Gadung: Pangan Alternatif yang Bernilai Ekonomis - FloresPos Net

Gadung: Pangan Alternatif yang Bernilai Ekonomis

- Jurnalis

Selasa, 31 Oktober 2023 - 08:42 WITA

facebook twitter whatsapp telegram line copy

URL berhasil dicopy

facebook icon twitter icon whatsapp icon telegram icon line icon copy

URL berhasil dicopy

Oleh: Sarlianus Poma, S.Pd.,M.M

SAAT ini Indonesia dibayangi ancaman krisis pangan yang serius. Ancaman krisis pangan ditandai dengan adanya harga pangan yang terus naik dan sulit dijangkau oleh konsumen. Beras adalah salah satunya.

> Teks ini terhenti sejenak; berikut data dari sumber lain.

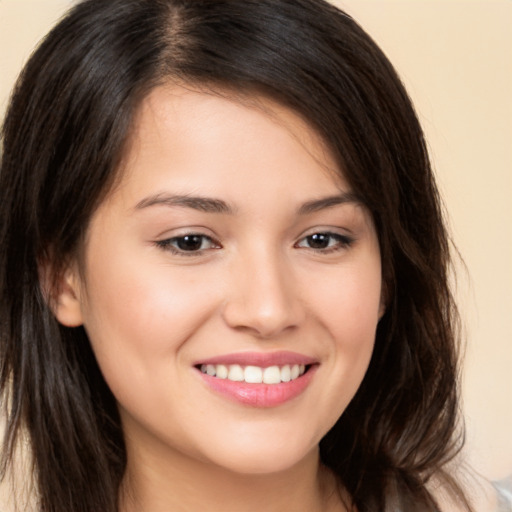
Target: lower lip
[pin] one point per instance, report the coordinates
(260, 395)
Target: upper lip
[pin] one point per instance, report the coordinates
(261, 359)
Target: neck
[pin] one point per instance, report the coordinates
(157, 484)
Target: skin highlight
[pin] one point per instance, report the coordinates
(151, 309)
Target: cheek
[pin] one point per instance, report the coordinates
(140, 313)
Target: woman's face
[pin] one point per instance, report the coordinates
(231, 284)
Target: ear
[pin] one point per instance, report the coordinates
(64, 295)
(384, 300)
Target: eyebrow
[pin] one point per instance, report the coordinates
(203, 204)
(328, 202)
(212, 205)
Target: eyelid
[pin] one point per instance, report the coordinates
(166, 244)
(343, 241)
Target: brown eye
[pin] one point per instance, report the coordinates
(325, 242)
(188, 243)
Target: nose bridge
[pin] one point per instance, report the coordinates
(263, 293)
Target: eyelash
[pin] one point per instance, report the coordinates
(172, 244)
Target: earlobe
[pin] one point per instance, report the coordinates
(64, 298)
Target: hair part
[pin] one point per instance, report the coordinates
(64, 136)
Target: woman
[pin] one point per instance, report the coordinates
(224, 282)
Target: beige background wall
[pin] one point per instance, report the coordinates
(455, 57)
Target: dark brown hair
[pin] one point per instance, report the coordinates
(63, 138)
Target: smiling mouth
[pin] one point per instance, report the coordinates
(255, 374)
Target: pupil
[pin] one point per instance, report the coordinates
(318, 241)
(190, 242)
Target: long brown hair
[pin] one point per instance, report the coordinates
(63, 138)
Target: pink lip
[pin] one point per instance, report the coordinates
(260, 395)
(261, 359)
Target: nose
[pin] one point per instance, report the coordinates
(263, 297)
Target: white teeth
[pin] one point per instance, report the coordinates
(254, 374)
(222, 371)
(235, 373)
(272, 375)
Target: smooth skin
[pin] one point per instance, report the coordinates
(231, 230)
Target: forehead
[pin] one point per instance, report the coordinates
(179, 119)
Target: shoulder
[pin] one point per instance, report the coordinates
(481, 494)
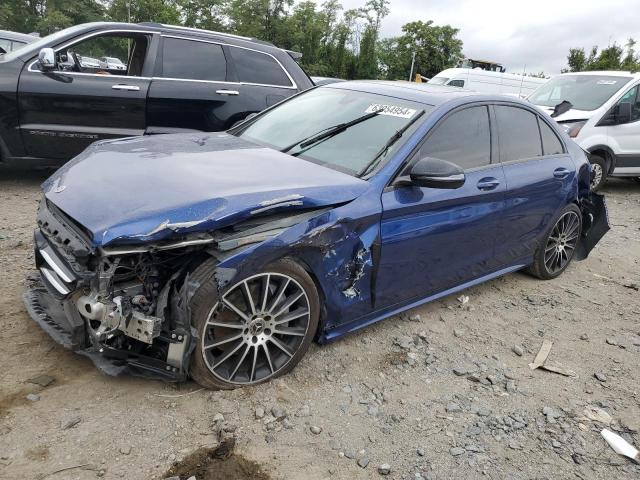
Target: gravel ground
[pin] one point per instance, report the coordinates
(442, 392)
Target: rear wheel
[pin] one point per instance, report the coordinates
(599, 170)
(258, 329)
(556, 251)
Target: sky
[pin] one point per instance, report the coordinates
(536, 33)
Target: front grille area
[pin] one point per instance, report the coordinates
(57, 275)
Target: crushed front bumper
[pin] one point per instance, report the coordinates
(62, 321)
(595, 224)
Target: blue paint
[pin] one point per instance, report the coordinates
(377, 251)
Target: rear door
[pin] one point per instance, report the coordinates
(192, 87)
(65, 110)
(263, 79)
(540, 177)
(436, 239)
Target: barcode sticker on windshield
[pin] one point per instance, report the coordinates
(391, 110)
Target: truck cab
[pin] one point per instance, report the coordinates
(106, 80)
(601, 112)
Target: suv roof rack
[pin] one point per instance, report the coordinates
(202, 30)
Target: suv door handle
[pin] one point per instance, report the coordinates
(227, 92)
(488, 183)
(131, 88)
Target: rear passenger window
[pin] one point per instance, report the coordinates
(462, 138)
(519, 134)
(551, 144)
(256, 67)
(193, 60)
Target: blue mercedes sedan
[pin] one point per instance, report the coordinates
(222, 256)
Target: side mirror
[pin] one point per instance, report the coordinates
(623, 113)
(47, 59)
(436, 173)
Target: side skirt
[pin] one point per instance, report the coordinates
(335, 333)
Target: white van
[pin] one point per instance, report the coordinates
(601, 112)
(485, 81)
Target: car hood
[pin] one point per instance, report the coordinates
(144, 189)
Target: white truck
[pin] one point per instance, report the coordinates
(601, 112)
(488, 81)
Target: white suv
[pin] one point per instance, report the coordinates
(601, 112)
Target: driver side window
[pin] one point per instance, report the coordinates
(113, 54)
(632, 97)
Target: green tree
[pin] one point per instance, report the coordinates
(436, 48)
(206, 14)
(577, 60)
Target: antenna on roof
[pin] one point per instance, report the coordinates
(524, 70)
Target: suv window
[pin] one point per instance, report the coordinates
(519, 134)
(462, 138)
(551, 144)
(632, 97)
(84, 56)
(256, 67)
(193, 60)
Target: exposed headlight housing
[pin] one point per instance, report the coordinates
(573, 128)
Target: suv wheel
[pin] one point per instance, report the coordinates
(254, 331)
(599, 169)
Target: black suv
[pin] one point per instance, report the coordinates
(106, 80)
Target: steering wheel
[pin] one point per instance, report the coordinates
(76, 62)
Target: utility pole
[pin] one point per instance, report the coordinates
(413, 61)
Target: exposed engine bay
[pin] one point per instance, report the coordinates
(127, 307)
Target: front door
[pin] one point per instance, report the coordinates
(540, 178)
(436, 239)
(84, 99)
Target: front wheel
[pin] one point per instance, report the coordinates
(257, 329)
(556, 251)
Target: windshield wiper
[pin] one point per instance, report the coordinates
(563, 107)
(329, 132)
(394, 138)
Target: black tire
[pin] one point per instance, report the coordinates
(260, 335)
(600, 170)
(556, 251)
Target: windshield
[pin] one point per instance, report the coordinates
(349, 151)
(49, 40)
(585, 92)
(438, 80)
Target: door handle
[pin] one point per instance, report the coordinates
(131, 88)
(227, 92)
(488, 183)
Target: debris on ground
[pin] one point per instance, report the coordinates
(541, 361)
(620, 445)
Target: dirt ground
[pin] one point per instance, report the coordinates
(448, 394)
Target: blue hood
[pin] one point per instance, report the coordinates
(146, 189)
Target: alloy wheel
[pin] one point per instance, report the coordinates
(256, 328)
(562, 242)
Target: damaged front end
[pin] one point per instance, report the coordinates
(126, 309)
(595, 224)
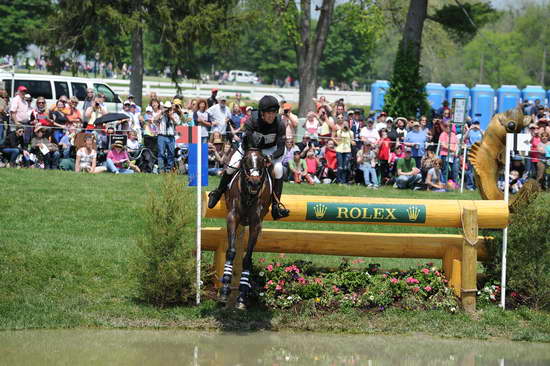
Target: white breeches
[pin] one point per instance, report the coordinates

Saat ini harga beras masih tinggi. Tingginya harga beras di atas batas kewajaran menunjukkan bahwa stok dan harga beras menghadapi ancaman darurat. Produksi beras turun, harga pupuk naik, harga beras dan gabah makin meninggi, serta musim tanam tak menentu akibat pasokan air irigasi pertanian yang makin menipis.

Badan Pangan Nasional (Bapanas)/National Food Agency (NFA) menyebut bahwa ada 74 kabupaten/kota di Indonesia atau 14 persen yang masuk kategori rentan rawan pangan. Sedangkan, 86 persen daerah sisanya alias 440 kabupaten/kota masuk dalam kategori ketahanan pangan baik.

Ancaman krisis pangan akibat naiknya harga beras juga dialami masyarakat di salah satu desa di Kabupaten Nagekeo, Provinsi Nusa Tenggara Timur. Desa tersebut adalah desa Nagerawe, Kecamatan Boawae. Naiknya harga beras membuat masyarakat di desa tersebut kesulitan menjangkau harga beras.

Di tengah naiknya harga beras dan ancaman krisis pangan yang kian nyata, masyarakat Desa Nagerawe berinisiatif memproduksi pangan alternatif. Pangan alternatif tersebut adalah Gadung.

Sebagian kecil masyarakat Indonesia mengenal gadung. Namun, tidak banyak orang mengenal gadung ini. Padahal gadung adalah salah satu jenis makanan pengganti beras bila diolah secara baik dan memiliki kandungan karbohidrat tinggi.

Masyarakat Desa Nagerawe mengenal gadung sudah sejak dahulu kala. Bahkan, mereka sudah mengenal jenis makanan ini jauh sebelum Indonesia merdeka atau sebelum bangsa penjajah datang ke Indonesia. Dalam perjalanan waktu, jenis makanan ini mereka jadikan sebagai makanan alternatif di kala krisis beras.

Gadung adalah sejenis umbi. Gadung (Dioscorea hispida) adalah sejenis tumbuhan berumbi dari suku uwi-uwian (Dioscoreaceae) yang umumnya dipakai sebagai tanaman pangan (Sumber:Wikipedia).

Umbi gadung merupakan salah satu jenis tanaman umbi-umbian yang tumbuh liar di hutan-hutan, pekarangan, maupun perkebunan. Batangnya bulat, berbulu dan berduri yang tersebar di sepanjang batang dan tangkai daun.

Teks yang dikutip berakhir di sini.